Avec le temps qui passe, quelle est votre analyse sur ce qui s’est passé, sur la violence de ce phénomène qui vous a séparé et sur les raisons qui lui ont fait prendre tant d’importance ? 

Il y d’abord entre nous une grande différence de tempérament : elle est quelqu’un de plutôt angoissée alors que moi, je prends les choses comme elles viennent, je ne me fais pas de films. Une autre différence très importante, moi, je travaille et elle non. Donc, au cœur de son oisiveté, elle était H24 préoccupée par ce phénomène de complotisme, elle rebondissait sans cesse d’info en info. Ce trop-plein de recherches était sans doute provoqué par son tempérament angoissé. Les gens comme elles ont besoin d’être rassurés, ils ont besoin de trouver un cadre, des explications… Et les complotistes savent très bien jouer là-dessus, ils prétendent apporter des réponses. Chez eux, tout est borné, planifié, on sait d’où tout provient et on sait où on nous emmène. C’est cadré… Dans ces conditions, les raisonnements logiques qu’on peut opposer à ceux qui sont sous cette domination ne pèsent pas bien lourd. En me documentant, j’ai fini par comprendre qu’en fait, il ne faut absolument pas aborder frontalement les complotistes mais au contraire, adopter leur point de vue pour leur montrer qu’on s’intéresse à eux et puis, peu à peu, les amener au pied du mur et les pousser un peu dans leurs retranchements pour les amener d’eux-mêmes à se questionner sur l’irrationalité de ce qu’ils croient… Mais j’ai conscience que c’est un processus très long, qui peut prendre des années, comme je l’ai lu dans certains témoignages de gens qui ont réussi à se sortir de cette spirale infernale… »

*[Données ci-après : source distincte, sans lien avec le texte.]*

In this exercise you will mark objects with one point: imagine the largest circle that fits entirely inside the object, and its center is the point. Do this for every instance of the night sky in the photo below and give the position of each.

Ainsi se terminait le témoignage de Stéphane au moment où nous l’avons recueilli vers la mi-janvier dernier. Depuis, le couple s’est reformé et a rentamé une fragile vie commune. Stéphane essaie tant bien que mal de continuer à appliquer ce qu’il explique ci-dessus. Il est optimiste : « J’ai remarqué qu’avec les belles journées de printemps que nous avons vu les semaines dernières, elle a repris contact avec des amies à elle, elle remet le nez dehors, elle se bouge… Ce retour à la vie réelle l’éloigne d’internet où elle continue malgré tout à publier. Je tente de renouer avec elle car j’ai considéré que c’étaient des étrangers qui nous avaient séparés et qu’il n’y avait aucune raison que je laisse ces gens virtuels détruire notre histoire. Cependant, même si on ne discute plus de tout ça, ou alors très peu, je n’ai pas lâché l’affaire pour autant… Je continue à m’y prendre de la manière que j’expliquais auparavant. Et j’espère que tout ça s’atténuera et s’éteindra avec le temps. » 

* Le prénom a été changé, notre interlocuteur ayant exigé l’anonymat.